En estos días, hemos asistido a actitudes similares de parte de diversos representantes del Legislativo, que, como se sabe, no cesa de aprobar leyes que luego el Tribunal Constitucional (TC) debe dejar sin efecto por las inconstitucionalidades que entrañan. La de la suspensión del cobro de peajes durante la etapa más dura de la cuarentena y la de los ascensos automáticos en el sector salud son los ejemplos que vienen inmediatamente a la mente, pero hay otros, como el de la ley sobre la “devolución” de los aportes a la ONP, que solo esperan su turno para correr igual suerte.

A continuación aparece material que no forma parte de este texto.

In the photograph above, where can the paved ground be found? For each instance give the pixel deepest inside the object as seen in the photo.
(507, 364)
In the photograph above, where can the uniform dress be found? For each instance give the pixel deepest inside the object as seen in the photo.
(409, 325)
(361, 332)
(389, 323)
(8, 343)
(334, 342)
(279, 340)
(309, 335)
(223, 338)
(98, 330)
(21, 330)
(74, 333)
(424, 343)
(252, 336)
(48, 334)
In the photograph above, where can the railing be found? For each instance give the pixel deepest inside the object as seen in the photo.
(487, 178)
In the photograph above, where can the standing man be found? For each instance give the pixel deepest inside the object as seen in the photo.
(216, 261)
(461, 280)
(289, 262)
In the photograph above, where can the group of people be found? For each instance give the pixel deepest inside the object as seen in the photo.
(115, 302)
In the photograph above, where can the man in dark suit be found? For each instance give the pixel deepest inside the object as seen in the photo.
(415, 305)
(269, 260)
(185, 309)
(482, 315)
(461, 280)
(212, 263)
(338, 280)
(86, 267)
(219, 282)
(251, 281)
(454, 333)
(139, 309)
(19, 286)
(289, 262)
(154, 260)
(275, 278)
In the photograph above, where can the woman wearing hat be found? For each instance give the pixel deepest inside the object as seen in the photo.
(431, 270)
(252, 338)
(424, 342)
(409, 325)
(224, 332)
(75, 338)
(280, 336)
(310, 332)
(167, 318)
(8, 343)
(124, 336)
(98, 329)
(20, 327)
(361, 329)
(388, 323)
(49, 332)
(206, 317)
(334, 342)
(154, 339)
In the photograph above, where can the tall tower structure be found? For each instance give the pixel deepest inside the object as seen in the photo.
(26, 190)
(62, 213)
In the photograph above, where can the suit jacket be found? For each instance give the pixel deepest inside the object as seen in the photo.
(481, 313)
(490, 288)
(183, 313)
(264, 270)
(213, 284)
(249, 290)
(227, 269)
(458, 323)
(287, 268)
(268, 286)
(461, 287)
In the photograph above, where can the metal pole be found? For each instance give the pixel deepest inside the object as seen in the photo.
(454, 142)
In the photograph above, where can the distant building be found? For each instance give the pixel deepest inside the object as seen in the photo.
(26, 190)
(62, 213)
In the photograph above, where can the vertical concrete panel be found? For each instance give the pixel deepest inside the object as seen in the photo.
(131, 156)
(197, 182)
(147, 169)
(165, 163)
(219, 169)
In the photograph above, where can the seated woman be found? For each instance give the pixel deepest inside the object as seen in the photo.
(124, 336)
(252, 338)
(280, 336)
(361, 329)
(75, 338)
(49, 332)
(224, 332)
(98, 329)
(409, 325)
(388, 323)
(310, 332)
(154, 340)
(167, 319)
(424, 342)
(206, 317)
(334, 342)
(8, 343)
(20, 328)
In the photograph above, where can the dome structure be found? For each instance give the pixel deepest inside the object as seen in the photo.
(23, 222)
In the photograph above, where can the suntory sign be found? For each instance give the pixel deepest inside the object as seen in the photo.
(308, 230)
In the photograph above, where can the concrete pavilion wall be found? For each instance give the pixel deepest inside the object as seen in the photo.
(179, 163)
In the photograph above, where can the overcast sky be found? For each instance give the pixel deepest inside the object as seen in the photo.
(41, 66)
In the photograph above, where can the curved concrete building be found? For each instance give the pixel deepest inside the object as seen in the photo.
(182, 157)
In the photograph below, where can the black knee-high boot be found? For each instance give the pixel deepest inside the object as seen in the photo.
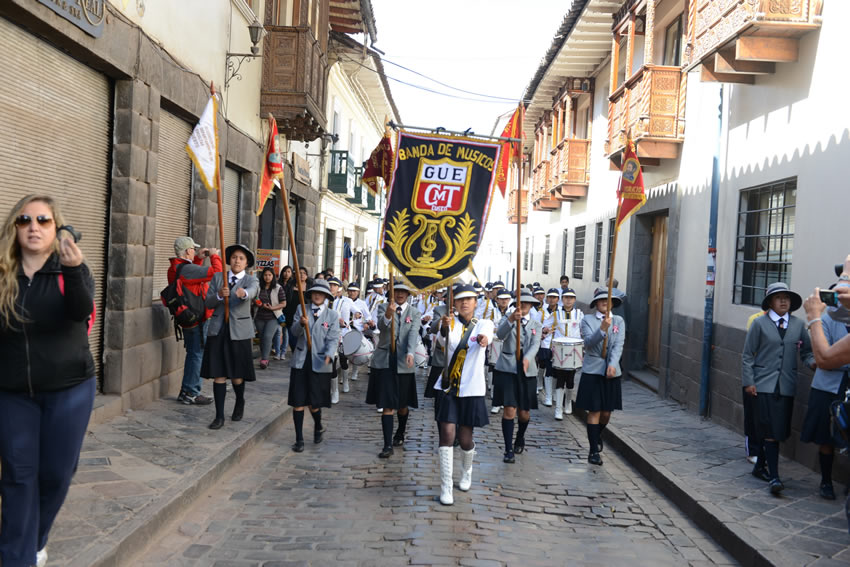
(508, 434)
(387, 427)
(219, 393)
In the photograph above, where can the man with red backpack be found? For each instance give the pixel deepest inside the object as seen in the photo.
(194, 277)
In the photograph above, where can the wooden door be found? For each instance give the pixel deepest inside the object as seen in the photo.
(658, 261)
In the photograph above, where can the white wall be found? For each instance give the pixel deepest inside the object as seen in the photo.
(198, 34)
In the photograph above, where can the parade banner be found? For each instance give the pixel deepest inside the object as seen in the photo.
(437, 206)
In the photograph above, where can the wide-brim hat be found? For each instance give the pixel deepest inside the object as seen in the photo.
(781, 287)
(234, 247)
(462, 291)
(603, 294)
(528, 298)
(321, 286)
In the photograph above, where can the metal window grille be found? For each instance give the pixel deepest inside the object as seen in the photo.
(765, 243)
(578, 253)
(597, 252)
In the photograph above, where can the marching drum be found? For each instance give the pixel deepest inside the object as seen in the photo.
(357, 348)
(420, 355)
(567, 353)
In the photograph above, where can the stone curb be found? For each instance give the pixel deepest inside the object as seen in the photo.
(739, 542)
(131, 538)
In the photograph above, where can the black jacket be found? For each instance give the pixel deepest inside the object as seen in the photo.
(50, 350)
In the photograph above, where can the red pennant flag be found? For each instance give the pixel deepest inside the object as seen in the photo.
(631, 193)
(273, 166)
(379, 165)
(509, 151)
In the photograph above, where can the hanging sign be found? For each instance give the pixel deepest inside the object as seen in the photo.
(437, 206)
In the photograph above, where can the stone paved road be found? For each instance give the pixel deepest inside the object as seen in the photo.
(338, 504)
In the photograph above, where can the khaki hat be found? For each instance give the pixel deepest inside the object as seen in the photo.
(183, 243)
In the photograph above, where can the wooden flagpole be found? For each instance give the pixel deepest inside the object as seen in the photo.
(294, 252)
(226, 284)
(519, 245)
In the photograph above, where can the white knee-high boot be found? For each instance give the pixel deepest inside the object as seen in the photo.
(466, 472)
(446, 463)
(559, 404)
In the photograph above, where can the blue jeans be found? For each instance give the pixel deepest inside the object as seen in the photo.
(40, 442)
(194, 341)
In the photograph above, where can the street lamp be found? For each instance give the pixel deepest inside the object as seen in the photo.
(234, 60)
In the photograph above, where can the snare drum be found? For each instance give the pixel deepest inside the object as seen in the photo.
(357, 348)
(420, 355)
(567, 353)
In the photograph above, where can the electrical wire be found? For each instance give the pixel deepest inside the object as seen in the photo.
(488, 100)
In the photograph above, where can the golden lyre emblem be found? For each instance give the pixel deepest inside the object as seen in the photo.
(439, 199)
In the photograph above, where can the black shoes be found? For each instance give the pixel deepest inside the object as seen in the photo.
(761, 473)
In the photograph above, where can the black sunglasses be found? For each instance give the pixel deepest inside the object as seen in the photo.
(26, 220)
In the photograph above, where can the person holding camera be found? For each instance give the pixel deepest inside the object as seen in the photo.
(195, 277)
(769, 374)
(48, 383)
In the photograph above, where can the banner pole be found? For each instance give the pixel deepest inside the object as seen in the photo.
(294, 252)
(519, 244)
(226, 284)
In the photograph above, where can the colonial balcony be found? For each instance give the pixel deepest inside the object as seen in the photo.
(512, 214)
(295, 72)
(651, 106)
(735, 41)
(570, 163)
(341, 176)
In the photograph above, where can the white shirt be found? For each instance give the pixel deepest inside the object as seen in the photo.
(472, 377)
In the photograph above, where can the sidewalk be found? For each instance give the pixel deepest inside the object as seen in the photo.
(139, 470)
(701, 467)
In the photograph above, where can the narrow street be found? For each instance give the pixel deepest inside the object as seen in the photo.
(338, 504)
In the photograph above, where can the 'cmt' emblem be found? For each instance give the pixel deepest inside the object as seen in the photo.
(441, 187)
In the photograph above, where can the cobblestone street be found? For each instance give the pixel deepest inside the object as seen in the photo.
(338, 504)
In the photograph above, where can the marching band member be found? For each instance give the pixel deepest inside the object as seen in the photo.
(395, 389)
(342, 305)
(568, 326)
(462, 407)
(600, 390)
(503, 301)
(510, 390)
(360, 319)
(551, 316)
(310, 378)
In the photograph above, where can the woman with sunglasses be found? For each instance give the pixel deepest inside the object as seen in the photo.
(48, 385)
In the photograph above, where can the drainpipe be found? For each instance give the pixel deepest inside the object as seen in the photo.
(710, 272)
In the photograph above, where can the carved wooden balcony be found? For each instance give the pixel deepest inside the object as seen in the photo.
(294, 88)
(650, 105)
(512, 216)
(570, 176)
(735, 40)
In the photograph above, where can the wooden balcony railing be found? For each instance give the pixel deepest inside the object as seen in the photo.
(294, 86)
(735, 40)
(650, 105)
(570, 176)
(512, 216)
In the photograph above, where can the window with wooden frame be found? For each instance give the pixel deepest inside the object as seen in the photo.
(578, 253)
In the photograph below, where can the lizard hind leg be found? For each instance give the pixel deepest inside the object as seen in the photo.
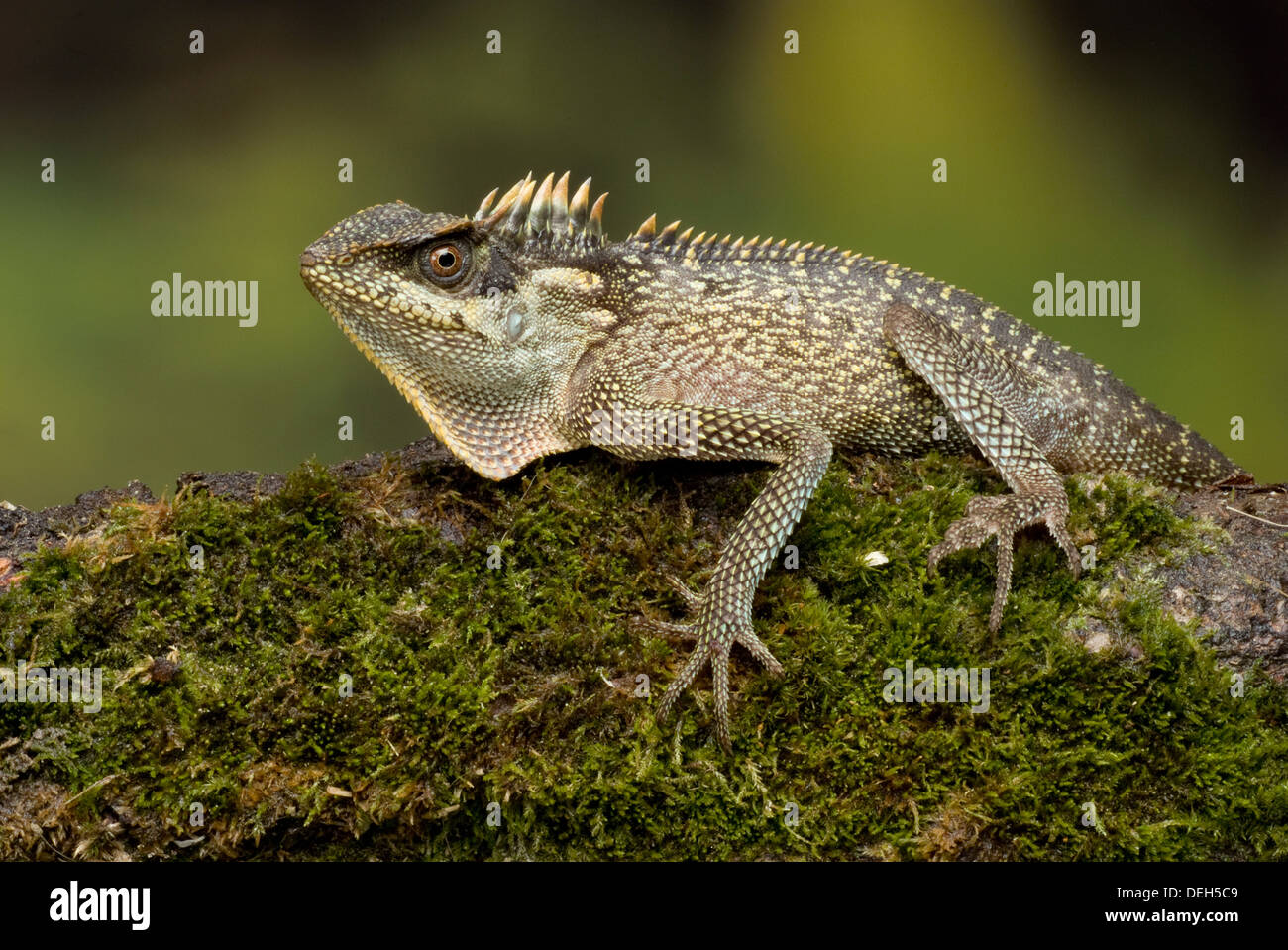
(1000, 405)
(1005, 516)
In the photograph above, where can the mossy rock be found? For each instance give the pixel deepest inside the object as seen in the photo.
(411, 662)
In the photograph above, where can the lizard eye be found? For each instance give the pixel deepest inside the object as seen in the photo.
(445, 264)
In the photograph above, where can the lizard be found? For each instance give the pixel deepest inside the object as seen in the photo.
(522, 331)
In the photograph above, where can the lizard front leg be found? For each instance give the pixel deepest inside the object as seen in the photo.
(722, 611)
(999, 407)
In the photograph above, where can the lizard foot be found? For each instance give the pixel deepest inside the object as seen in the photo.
(713, 649)
(1004, 516)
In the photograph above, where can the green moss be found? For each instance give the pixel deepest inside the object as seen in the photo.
(360, 679)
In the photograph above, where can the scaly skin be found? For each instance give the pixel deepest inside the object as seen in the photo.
(520, 331)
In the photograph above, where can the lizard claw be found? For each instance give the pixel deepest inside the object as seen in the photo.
(713, 649)
(1005, 516)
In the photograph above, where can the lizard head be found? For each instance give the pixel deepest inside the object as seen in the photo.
(481, 321)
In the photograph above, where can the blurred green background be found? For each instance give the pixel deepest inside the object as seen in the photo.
(223, 166)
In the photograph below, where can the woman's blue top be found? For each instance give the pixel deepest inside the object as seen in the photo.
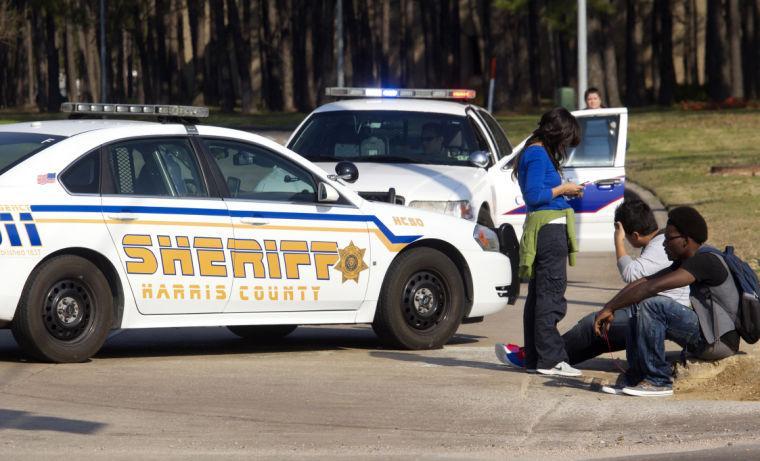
(537, 176)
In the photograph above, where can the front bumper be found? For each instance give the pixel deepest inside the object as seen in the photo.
(510, 246)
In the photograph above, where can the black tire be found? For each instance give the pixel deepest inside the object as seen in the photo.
(484, 217)
(262, 332)
(65, 312)
(421, 302)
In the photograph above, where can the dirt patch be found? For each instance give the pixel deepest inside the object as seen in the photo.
(734, 378)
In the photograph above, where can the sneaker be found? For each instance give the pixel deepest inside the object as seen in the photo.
(647, 389)
(617, 388)
(510, 355)
(560, 369)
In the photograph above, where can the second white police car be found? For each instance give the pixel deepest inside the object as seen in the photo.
(437, 153)
(133, 224)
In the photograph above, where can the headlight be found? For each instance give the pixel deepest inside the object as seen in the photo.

Llaman la atención, en ese sentido, algunas de las respuestas ofrecidas por la presidenta (encargada) del Congreso, Mirtha Vásquez, en una entrevista concedida este fin semana al diario “Perú21”, en las que trata de justificar la mala calidad de las iniciativas legales aprobadas por el Parlamento con la excusa de que aquello sería producto del apuro.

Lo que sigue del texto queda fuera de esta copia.